The Red Sox of my youth [early 1960s] were losers, and not particularly lovable ones, either. They were shamefully late to integrate, and they lost enthusiasm for their work reliably around Memorial Day. They were not losers because they would reach the apex of the sport and then fail. They were losers because they lost, a lot. This is where I learned the basic lesson of being a Red Sox fan, a lesson that was lost for many years beneath an avalanche of mystical hoohah: It Could Always Be Worse.
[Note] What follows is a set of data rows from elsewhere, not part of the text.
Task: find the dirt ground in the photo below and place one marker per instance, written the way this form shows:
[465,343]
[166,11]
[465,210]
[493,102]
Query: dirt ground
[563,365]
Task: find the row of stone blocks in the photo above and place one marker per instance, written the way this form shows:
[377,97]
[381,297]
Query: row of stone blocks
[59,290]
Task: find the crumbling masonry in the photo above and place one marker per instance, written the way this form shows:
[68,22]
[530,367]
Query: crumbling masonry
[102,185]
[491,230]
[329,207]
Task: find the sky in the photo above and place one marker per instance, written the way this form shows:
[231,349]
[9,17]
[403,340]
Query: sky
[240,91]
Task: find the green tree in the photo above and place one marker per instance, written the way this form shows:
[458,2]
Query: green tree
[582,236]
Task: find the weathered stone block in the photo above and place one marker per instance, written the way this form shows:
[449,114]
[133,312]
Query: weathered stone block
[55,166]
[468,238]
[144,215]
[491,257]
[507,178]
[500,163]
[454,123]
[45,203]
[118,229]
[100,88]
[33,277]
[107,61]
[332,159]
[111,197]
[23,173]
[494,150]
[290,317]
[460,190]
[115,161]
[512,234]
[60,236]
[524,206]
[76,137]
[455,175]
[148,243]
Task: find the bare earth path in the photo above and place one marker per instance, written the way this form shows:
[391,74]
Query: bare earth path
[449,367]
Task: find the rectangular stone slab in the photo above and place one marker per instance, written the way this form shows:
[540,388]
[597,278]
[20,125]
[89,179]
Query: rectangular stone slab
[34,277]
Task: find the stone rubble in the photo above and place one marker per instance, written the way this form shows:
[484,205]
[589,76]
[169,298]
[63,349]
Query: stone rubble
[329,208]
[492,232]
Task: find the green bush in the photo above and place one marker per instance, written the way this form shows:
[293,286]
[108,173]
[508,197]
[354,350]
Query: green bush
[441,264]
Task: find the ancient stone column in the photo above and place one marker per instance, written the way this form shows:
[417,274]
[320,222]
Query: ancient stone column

So last season’s team was almost perfect. The local sports punditocracy spent almost the entire summer waiting for it to fail. This was partly because sports-talk radio is a job neither for grown-ups nor for advanced primates. But it also seemed for a long time to be grounded in empirical fact; sooner or later, the league would catch up to Koji Uehara, or Mike Napoli would strike out 111 times in a row, or Jonny Gomes would take a wrong step and send his kneecap spinning off into centerfield. I was waiting for it all to happen, and it never did. I waited for Tampa’s young talent to usher the Red Sox out of the playoffs. That didn’t happen. I waited for the Detroit pitching staff to melt their bats into a puddle. That didn’t happen. I waited for St. Louis’s obvious superior talent at most of the positions to assert itself. It could always be worse. But it never was.
This was the first Red Sox championship of the Post-Nonsense Era. It was achieved through the careful, and very wonk-based, construction of a roster that had precisely the right strengths at precisely the right times. And now, they are going about the business of defending that championship in much the same way. Winning is the newest normal. There are no curses to worry about anymore. Sometimes, a fishing knife is only a fishing knife.
Not for nothing but: there will be no repeat.